Friday, September 26, 2003

Set, Spike, Snivel
You know those little travel-agency pop-up ads that have little games on them, like hitting a baseball, or striking out a batter, or carrying luggage across the street, or the fat guy who jumps off a diving board? Well that goddamn volleyball one, man, I can’t hit that damn ball for the life of me. I have spent literally minutes trying to spike that freaking ball, and I come up with nothing. But you see, I’ve had a tough road with volleyball through the years, so this is no exception:

  • When I was in 4th grade our gym class was playing volleyball, and although I’d managed to stay out of the way for most of the game (as part of my ongoing strategy to avoid scrutiny from the snarling, stuffed red jogging suit of a teacher and überjock kids), my peripheral vision suddenly detected a speeding white mass hurtling toward my head. I did what any red-blooded, 98-lb., last-to-be-picked nerd would have done, which was to shield my face with my hands while frantically ducking as the ball bounced off my head and out of play. I immediately heard a guttural explosion from the sidelines. “Carey!” shouted the jogging suit, “what the heck was that?! I want effort in my class, how are you going to grow up to be a man,” etc. “I’m sorry,” I whimpered, “but I tried.” (Well, tried to get out of the way, anyway.) This feeble attempt at self-defense brought on a torrent of invective the likes of which Thomas Jefferson Elementary had never seen, and may never see again. In some hallways of the school, on a quiet day, you can probably still hear his roar echoing faintly from the distant Reagan years.
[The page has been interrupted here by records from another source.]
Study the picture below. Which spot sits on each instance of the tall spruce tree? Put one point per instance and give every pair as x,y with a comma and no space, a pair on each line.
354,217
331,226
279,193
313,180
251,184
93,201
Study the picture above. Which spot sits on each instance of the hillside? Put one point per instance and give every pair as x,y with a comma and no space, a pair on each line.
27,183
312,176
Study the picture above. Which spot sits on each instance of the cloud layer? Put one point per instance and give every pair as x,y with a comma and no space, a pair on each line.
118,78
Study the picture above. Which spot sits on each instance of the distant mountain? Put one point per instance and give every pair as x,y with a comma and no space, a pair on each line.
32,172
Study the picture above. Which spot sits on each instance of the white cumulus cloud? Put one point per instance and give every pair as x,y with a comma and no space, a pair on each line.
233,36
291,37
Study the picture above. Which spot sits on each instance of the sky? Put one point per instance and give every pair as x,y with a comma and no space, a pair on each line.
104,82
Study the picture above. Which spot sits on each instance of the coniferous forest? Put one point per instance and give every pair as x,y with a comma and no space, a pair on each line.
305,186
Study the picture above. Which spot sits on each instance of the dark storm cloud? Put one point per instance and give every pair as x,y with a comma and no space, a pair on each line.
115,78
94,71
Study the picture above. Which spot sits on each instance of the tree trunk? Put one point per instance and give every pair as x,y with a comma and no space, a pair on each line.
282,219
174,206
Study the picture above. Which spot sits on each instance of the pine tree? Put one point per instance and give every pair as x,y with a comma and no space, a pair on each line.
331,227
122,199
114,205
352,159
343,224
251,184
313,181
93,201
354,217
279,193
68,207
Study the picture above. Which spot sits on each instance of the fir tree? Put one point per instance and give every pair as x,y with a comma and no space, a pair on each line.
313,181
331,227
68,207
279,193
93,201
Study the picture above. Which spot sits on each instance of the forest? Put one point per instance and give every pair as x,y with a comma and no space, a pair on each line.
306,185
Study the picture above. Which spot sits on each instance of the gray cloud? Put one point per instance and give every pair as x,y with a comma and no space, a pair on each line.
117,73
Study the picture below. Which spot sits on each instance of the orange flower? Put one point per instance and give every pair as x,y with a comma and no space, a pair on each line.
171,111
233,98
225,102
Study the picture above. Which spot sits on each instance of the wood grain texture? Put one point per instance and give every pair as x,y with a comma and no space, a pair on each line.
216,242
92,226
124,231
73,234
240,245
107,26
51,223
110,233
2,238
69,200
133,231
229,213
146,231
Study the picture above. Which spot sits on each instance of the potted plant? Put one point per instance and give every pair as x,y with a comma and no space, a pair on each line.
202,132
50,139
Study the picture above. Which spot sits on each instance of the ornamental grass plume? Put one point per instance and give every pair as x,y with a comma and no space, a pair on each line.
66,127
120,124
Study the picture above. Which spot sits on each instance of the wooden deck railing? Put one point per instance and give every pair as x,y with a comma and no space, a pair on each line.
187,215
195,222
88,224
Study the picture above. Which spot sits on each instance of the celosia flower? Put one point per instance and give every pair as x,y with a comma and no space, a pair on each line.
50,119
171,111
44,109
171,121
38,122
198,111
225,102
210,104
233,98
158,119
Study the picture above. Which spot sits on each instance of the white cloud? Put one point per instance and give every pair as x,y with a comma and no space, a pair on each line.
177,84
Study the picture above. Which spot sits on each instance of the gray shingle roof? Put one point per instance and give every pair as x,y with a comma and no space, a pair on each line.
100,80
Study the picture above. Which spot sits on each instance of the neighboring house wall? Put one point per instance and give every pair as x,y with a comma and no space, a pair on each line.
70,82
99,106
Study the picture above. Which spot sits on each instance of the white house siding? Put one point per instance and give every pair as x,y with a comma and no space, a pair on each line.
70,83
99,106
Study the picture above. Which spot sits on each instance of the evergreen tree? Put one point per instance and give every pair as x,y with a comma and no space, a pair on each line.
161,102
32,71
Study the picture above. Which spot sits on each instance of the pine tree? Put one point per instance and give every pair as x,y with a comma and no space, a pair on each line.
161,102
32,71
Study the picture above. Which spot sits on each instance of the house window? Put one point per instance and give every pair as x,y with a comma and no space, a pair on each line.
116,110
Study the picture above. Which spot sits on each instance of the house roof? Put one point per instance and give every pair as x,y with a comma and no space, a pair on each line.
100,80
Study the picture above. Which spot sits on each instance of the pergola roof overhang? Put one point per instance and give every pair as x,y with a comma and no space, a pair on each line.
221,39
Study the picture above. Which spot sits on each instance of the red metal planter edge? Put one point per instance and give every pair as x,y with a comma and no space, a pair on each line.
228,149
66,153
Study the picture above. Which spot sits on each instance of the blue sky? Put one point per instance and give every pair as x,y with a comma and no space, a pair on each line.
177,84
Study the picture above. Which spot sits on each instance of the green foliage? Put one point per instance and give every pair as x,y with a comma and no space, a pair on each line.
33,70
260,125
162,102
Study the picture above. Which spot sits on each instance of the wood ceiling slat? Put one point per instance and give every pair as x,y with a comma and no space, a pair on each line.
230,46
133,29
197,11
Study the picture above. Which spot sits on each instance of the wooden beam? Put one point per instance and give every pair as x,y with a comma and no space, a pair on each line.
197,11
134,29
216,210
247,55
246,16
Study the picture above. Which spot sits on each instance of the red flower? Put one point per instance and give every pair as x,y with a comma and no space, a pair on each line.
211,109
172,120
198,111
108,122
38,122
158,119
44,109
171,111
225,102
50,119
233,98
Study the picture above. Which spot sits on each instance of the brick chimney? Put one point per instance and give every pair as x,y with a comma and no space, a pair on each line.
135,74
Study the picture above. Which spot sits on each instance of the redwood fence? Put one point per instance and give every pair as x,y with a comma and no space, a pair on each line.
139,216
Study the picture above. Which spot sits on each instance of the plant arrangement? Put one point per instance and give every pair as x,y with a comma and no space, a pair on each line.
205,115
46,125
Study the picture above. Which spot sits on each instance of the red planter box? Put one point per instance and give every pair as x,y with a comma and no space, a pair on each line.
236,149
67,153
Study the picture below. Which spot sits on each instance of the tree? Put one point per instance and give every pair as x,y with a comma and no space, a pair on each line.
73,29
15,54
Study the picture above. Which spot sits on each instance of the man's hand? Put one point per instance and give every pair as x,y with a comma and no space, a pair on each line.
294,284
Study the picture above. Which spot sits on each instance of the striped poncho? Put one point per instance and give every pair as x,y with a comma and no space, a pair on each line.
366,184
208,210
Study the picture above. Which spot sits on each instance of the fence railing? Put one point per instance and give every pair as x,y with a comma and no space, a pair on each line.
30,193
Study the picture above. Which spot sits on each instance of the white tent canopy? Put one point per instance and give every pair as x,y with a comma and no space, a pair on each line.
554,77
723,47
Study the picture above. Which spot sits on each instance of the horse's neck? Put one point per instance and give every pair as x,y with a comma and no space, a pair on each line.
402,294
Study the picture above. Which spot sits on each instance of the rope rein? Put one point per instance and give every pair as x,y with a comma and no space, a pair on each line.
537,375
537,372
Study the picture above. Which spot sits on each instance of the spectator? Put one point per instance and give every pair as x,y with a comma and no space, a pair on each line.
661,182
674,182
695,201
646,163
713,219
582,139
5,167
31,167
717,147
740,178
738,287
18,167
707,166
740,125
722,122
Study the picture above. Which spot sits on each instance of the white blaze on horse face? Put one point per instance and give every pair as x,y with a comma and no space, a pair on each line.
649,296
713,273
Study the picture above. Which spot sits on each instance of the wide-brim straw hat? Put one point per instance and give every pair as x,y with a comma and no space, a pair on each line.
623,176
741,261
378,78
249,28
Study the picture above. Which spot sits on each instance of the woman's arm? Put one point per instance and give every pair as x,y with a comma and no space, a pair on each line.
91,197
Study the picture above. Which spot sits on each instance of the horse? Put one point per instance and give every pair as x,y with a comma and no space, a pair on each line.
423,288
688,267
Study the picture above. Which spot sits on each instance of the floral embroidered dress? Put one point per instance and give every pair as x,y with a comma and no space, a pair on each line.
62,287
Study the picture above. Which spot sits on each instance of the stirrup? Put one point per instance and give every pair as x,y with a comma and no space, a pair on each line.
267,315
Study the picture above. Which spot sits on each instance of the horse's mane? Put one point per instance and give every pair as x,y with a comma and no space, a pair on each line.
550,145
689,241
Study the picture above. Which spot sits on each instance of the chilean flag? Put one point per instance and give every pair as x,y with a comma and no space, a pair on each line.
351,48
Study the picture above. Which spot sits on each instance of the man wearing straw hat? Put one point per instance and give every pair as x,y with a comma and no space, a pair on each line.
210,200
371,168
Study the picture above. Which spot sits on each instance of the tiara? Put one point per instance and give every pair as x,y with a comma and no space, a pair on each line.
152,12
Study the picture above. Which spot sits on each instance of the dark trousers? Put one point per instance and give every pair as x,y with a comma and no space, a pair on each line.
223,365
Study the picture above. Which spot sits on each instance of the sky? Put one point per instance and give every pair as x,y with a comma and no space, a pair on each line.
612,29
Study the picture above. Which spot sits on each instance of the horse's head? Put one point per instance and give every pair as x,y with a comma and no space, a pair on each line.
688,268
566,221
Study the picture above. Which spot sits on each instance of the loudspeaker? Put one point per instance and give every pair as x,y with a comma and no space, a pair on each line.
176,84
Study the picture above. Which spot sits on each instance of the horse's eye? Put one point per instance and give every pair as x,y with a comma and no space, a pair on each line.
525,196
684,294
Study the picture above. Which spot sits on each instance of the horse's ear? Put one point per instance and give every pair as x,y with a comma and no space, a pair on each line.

  • In the summer of ‘90, I went to a pool party with my second girlfriend, about whom the less said, the better. (She wasn’t a fundamentalist Christian, though, which put her way ahead of the first one.) Some guy she used to date was in the pool, playing water-volleyball… I got in and half-heartedly played a few minutes, but the smell of hot dogs on the grill far outweighed the stench of my miserable play, so I got out in search of forced meat on a bun, and to avoid further embarrassment. My girlfriend sulked for the rest of the party and her gabbing friend later told me she thought I’d acted “like a wimp.”

  • Three years later, I once again found myself confronted with my old nemesis, this time on the glass-strewn blacktop of my final year of Phys Ed. One fine day I looked up to see the familiar sight of an off-white round missile flying at my head—I finally had the chance to right the wrongs of the past and start anew! With lightning quickness, I threw my hand up, and felt a shooting pain as the ball jammed the knuckle of my middle finger, then fell to the ground, its mission accomplished. As my finger started to swell, I saw my P.E. teammate, the giant, burly she-male star of the league champion Varsity volleyball squad, walking toward me with clenched fists and a curled upper lip. “Dumb… shit!” she growled, her rage barely contained within her thick, quaking frame. After a second of staring fiercely as I looked back in horror, she turned slowly and lumbered back to her position. (Later, in the non-combat atmosphere of Economics class, she said sheepishly, “Sorry I gave you a hard time in P.E. ... I get serious about volleyball.”
These are the kind of stories that make C-baby say, “your childhood makes me sad.”